I don’t enjoy wake-up calls. But when one happens, I’ve learned it’s worth paying attention to. Mostly, for my sake.
Some time ago, I had a conversation with a friend that made me re-think a feeling I’ve been holding on for years. That feeling was resentment, and it had been growing largely because I had been feeding it.
Taking a closer look at something so personal means having to be vulnerable to the possibility I could be in the wrong.
And I was.
The initial hurt that led to the resentment was legitimate. I was wronged. But the beast it had grown to was entirely my responsibility. I had treated it as a pet.
So I had to take some time to unpack the layers that accumulated over the years. And it was hard, because I kept feeling that hurt all over again.
But in the end, I am glad I did it.
No matter how hard I deny it, slights hurt. Raised eyebrows get to me, and condescension lights a fire that gets my blood boiling. And no matter how hard I swear it doesn’t bother me, rejection stings.
But then again, isn’t this a very human way to be? Aren’t we all susceptible, in some way, to some form of rejection?
The truth is, things get to us because we care about them. So maybe, if we choose to let go of certain things that aren’t necessarily beneficial to our personal growth, then maybe those things won’t have the power to ruin the day for us anymore.
The more I think about it, the more I wonder if I am on to something that would make life a wee bit easier when it comes to relationships. Close relationships, in particular.
Like maybe, that person I’ve wanted to be friends with, but who only really acknowledges me when I serve some purpose? Maybe that person shouldn’t be a part of my day anymore.
Or maybe, I should be honest enough to admit I keep some people around because they make me feel good about myself. This makes me a jerk, and unless I work on caring more about them than myself, I will remain a jerk.
And maybe that group of friends I have nothing in common with, but still hang out with because it’s easier than making new friends? Maybe I should do them all a favor and just jump ship and strike out on my own, meeting new people.
Or maybe I should get over myself and listen to what some friends have to say.
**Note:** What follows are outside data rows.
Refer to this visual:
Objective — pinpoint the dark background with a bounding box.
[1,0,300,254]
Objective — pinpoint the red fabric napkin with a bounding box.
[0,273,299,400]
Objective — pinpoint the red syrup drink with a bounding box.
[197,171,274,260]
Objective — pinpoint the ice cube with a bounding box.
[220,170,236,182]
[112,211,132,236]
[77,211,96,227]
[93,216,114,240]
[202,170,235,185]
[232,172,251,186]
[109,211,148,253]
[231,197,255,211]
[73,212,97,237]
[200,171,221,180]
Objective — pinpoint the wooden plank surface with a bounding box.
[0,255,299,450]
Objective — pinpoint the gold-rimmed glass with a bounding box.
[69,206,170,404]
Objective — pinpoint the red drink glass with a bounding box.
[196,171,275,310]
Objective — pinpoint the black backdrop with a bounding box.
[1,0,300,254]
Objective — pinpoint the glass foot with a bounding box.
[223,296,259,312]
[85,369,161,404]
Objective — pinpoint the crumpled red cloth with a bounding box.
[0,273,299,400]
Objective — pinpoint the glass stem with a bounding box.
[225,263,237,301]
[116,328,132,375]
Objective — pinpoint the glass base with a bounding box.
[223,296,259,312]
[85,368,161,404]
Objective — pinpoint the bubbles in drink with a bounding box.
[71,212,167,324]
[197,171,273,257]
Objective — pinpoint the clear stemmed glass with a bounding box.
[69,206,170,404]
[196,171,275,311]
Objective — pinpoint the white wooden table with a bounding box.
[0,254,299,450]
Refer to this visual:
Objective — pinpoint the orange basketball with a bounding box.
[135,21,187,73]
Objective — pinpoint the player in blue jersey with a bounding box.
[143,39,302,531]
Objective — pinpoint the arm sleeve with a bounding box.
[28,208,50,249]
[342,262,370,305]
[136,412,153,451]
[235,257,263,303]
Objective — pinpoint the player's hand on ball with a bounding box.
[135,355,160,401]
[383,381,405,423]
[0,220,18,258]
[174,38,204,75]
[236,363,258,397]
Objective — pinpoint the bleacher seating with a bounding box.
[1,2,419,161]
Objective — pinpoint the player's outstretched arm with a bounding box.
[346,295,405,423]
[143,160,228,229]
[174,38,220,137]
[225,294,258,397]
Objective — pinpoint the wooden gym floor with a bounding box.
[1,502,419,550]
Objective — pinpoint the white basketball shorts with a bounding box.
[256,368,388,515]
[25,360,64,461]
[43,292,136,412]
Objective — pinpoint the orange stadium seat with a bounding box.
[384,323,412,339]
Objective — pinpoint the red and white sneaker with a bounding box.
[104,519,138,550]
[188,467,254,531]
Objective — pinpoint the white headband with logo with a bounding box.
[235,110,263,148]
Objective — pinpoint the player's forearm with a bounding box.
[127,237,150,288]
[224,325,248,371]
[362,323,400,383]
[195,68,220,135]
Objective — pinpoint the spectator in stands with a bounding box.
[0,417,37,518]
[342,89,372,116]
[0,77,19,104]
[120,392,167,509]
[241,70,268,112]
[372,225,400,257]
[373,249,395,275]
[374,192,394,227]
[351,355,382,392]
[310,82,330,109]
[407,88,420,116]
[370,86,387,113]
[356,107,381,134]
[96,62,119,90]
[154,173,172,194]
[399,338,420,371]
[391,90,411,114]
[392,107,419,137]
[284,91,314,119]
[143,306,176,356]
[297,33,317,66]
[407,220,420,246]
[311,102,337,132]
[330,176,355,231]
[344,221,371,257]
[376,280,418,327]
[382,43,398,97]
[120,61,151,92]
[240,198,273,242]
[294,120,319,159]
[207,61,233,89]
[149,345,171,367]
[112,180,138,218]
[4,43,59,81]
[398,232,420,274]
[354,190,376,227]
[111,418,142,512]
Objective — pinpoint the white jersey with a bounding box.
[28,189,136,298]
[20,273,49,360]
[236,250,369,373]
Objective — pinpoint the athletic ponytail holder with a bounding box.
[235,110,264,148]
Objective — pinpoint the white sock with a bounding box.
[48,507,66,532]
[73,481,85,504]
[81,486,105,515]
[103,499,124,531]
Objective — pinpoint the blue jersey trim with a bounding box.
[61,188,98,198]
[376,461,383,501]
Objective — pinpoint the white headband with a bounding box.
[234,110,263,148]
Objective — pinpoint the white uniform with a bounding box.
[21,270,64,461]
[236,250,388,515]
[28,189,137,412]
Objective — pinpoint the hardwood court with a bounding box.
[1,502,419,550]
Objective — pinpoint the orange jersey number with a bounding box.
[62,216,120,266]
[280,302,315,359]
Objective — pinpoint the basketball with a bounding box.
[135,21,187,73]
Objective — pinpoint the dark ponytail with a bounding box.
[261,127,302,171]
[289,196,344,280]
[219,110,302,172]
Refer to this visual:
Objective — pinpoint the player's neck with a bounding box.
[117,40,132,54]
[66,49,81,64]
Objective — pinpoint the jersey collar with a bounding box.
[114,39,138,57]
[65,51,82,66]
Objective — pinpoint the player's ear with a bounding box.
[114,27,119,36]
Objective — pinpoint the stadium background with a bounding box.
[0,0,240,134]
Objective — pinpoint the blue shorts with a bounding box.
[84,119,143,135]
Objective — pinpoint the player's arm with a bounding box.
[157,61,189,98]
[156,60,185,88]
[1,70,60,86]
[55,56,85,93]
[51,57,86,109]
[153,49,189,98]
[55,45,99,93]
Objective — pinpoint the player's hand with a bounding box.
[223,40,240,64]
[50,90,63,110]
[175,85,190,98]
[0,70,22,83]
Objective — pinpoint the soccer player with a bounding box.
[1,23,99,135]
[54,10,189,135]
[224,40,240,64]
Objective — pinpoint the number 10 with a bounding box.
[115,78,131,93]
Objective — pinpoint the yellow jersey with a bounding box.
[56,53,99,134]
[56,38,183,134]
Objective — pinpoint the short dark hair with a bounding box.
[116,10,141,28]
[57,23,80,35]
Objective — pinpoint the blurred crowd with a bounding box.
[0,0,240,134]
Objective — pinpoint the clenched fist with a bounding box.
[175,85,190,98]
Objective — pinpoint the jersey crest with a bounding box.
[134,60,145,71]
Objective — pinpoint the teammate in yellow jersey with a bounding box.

Maybe a slice of humble pie should be on the menu.
And maybe that long list of “friends” on social media shouldn’t be that long, because after all, a lot of them aren’t really people I would go out with for coffee on any given day. And vice versa. I’m sure some of them don’t even know why I’m in their list.
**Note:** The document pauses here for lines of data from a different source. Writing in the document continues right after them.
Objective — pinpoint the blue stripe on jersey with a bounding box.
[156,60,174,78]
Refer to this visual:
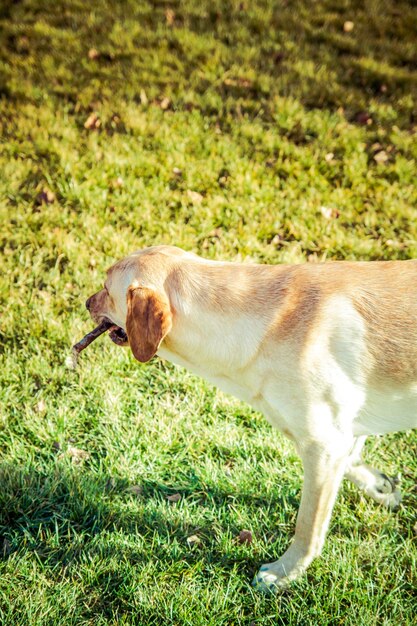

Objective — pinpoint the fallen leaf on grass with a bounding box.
[187,190,203,204]
[88,48,100,60]
[110,113,123,129]
[112,176,124,188]
[60,446,90,464]
[84,113,101,130]
[36,188,55,205]
[238,529,253,544]
[167,493,181,503]
[126,485,143,496]
[186,535,201,546]
[17,36,30,53]
[270,234,284,246]
[159,97,171,110]
[165,9,175,25]
[36,399,46,413]
[373,150,389,164]
[217,168,230,186]
[224,77,253,88]
[139,89,148,105]
[320,206,340,220]
[355,111,372,126]
[385,239,406,250]
[208,227,222,238]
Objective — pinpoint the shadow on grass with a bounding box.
[0,461,299,578]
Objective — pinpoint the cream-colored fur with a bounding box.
[86,245,416,592]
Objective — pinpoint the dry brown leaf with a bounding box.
[374,150,389,164]
[126,485,143,496]
[187,190,203,204]
[356,111,372,126]
[386,239,405,250]
[36,188,55,205]
[165,9,175,25]
[112,176,124,188]
[167,493,181,503]
[224,77,252,88]
[270,234,284,246]
[238,529,253,544]
[63,446,90,464]
[84,113,100,130]
[208,227,222,238]
[320,206,340,220]
[159,97,171,110]
[186,534,201,545]
[36,399,46,413]
[17,36,30,52]
[88,48,100,60]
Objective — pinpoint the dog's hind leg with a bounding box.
[345,436,401,509]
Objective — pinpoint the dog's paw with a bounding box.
[374,473,402,509]
[252,567,287,594]
[252,560,305,594]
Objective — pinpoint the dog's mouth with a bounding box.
[107,324,129,346]
[101,318,129,346]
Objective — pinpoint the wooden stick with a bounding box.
[66,320,113,369]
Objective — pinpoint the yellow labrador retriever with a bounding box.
[85,245,416,592]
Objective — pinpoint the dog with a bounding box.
[85,245,416,592]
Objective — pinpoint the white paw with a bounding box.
[252,561,304,593]
[372,474,402,509]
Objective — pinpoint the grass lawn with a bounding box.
[1,0,416,624]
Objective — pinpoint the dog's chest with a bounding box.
[158,344,258,403]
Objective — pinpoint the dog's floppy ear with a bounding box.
[126,286,172,363]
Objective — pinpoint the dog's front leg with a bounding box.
[253,437,352,592]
Or maybe, after careful reflection, I should just try harder to be a better friend to someone.
And maybe it’s about time I empty out that bleacher I filled up with critics, because a lot of those critics really just excel at criticizing and never encouraging.
One other result of such an honest self-evaluation is having to be fair to the one who wronged me. I’ve actually reached a conclusion that has freed me up to forgive and move on, letting that person go.
Funny thing is, I’ve been dragging that person along with me wherever I go, and they probably don’t appreciate it.
Letting go releases both parties. And causes me to grow a bit more mature in the process.
I also came to a realization I thought was worth remembering: we won’t always belong in circles that we stumble into or want to be a part of.
It’s not our fault.
But neither is it theirs.
Maybe we’re just too different.
I don’t know.
But it just isn’t going to happen.
This has assured me there really is no need to change for people. But it also means people don’t have to change for me.
Real lasting change comes after personal discovery reveals the need for it. I shouldn’t change because I want to be liked, or be like, someone. Neither should they.